El candidato popular ha reclamado “un Gobierno fuerte para enfrentarse al gobierno de España”. El retraso del mitin de Torremolinos ha hecho coincidir la intervención de Moreno con la del presidente del PP nacional, Alberto Núñez Feijóo, que a la misma hora estaba en un acto en una plaza de Motril (Granada).
El acto de Feijóo ha sido más sobrio que el de Moreno, en fondo y forma. El presidente del PP nacional ha desplegado un discurso sin apenas separarse de la estrategia de Moreno, sin meterse en “líos” y sin endurecer demasiado el tono. “Si Andalucía gana el 17-M, Juanma será el presidente, y si no, nos metemos en un lío que no sabemos ni cómo empieza ni cómo acaba”, ha repetido, sin mencionar a Vox ni los pactos que él mismo ha autorizado en Extremadura y Aragón.
Feijóo ha defendido la gestión de Moreno en Andalucía en contraposición a la de Pedro Sánchez, resaltando la “estabilidad, la normalidad, la certeza y un presidente que gobierna para todos”. “Esto es un tesoro, sobre todo frente a los que tienen manos largas”, ha asegurado, para culminar pidiendo “una prórroga del contrato de confianza” con Moreno.
“Quiero que el clima político de Andalucía contagiaea toda España y no al revés”, ha sentenciado, para cargar luego contra Montero y contra Sánchez. “¿De verdad que Andalucía va a comprar el sanchismo, cuando la mayoría de las comunidades han pasado del sanchismo, y ahora Andalucía lo va a importar en vena?”, se ha preguntado.
En el PP creen que el último tramo de campaña, los socialistas apretarán más que hasta ahora.

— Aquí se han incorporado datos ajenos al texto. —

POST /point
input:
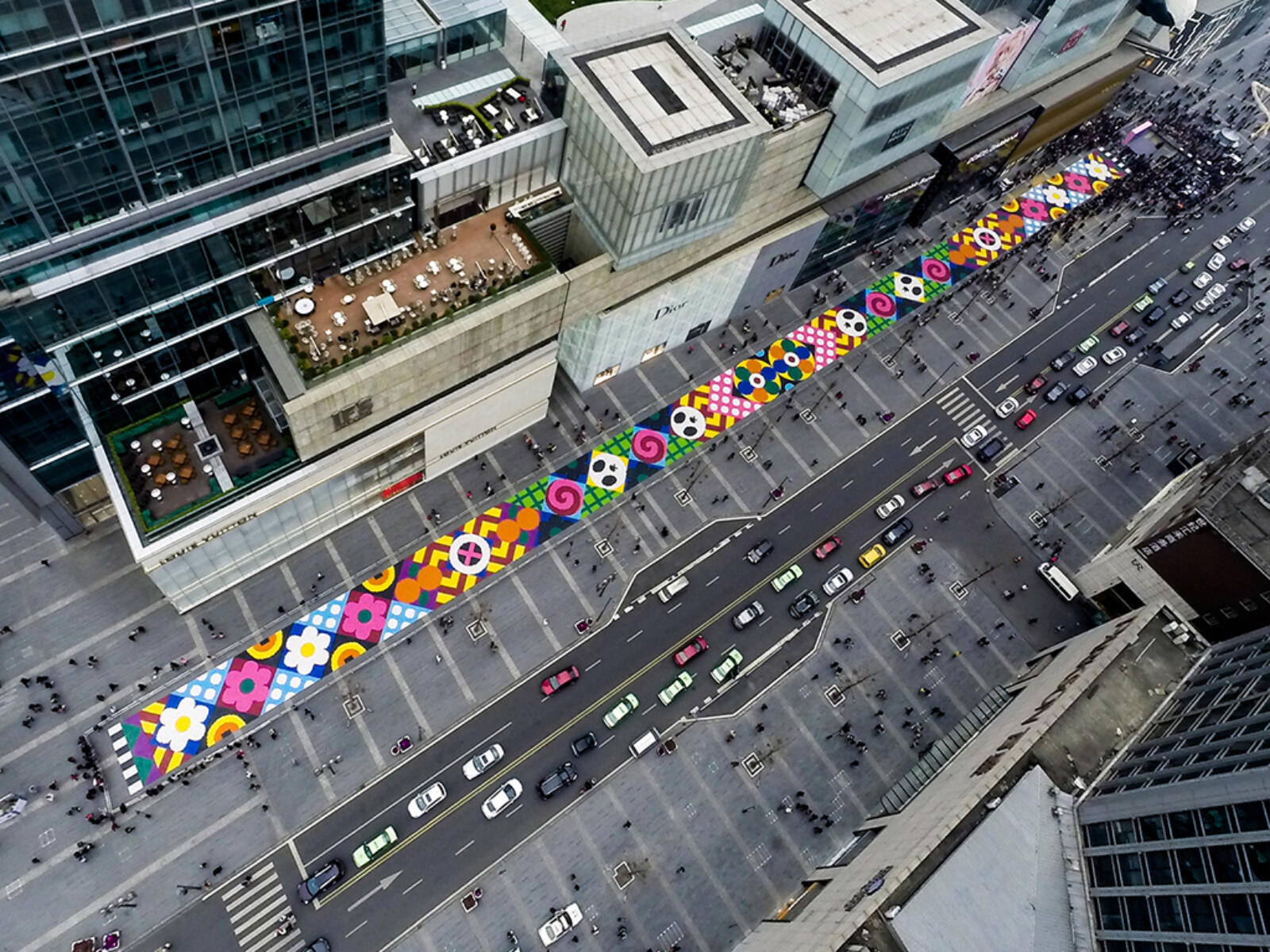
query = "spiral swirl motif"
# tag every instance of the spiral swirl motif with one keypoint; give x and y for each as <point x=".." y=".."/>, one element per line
<point x="648" y="446"/>
<point x="987" y="239"/>
<point x="880" y="305"/>
<point x="564" y="498"/>
<point x="937" y="271"/>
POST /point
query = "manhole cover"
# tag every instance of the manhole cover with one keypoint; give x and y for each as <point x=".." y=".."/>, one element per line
<point x="622" y="875"/>
<point x="353" y="706"/>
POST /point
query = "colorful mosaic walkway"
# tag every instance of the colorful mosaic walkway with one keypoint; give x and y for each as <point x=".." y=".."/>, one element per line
<point x="168" y="733"/>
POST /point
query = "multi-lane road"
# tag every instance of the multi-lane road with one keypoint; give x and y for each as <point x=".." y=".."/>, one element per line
<point x="444" y="852"/>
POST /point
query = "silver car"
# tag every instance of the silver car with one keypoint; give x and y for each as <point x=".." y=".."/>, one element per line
<point x="427" y="799"/>
<point x="483" y="761"/>
<point x="749" y="613"/>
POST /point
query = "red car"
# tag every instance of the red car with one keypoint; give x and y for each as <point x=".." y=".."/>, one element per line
<point x="921" y="489"/>
<point x="691" y="651"/>
<point x="827" y="547"/>
<point x="558" y="681"/>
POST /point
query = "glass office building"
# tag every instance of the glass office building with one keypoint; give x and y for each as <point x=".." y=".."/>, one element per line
<point x="163" y="163"/>
<point x="1176" y="835"/>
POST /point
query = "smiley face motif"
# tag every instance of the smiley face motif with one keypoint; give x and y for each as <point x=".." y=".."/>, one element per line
<point x="689" y="423"/>
<point x="606" y="471"/>
<point x="910" y="287"/>
<point x="852" y="324"/>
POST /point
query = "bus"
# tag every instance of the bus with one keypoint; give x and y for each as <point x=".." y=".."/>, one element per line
<point x="1060" y="584"/>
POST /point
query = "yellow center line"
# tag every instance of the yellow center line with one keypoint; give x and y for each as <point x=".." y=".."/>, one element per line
<point x="622" y="689"/>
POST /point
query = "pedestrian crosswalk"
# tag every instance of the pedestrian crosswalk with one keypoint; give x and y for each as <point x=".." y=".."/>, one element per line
<point x="257" y="905"/>
<point x="967" y="414"/>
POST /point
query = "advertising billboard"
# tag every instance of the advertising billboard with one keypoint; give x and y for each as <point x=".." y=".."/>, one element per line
<point x="995" y="67"/>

El vicesecretario general de Política Autonómica y Análisis Electoral del PP, Elías Bendodo, ha tomado la palabra después de que Moreno interviniese en Torremolinos, y ha admitido que es “un poco supersticioso”. “Te vamos a regalar las zapatillas de todas las campañas electorales, porque te dan suerte, y porque ya me sé tu número, que es el 43”, le ha dicho al candidato, que ha vuelto a subir ufano a la tribuna para recogerlas.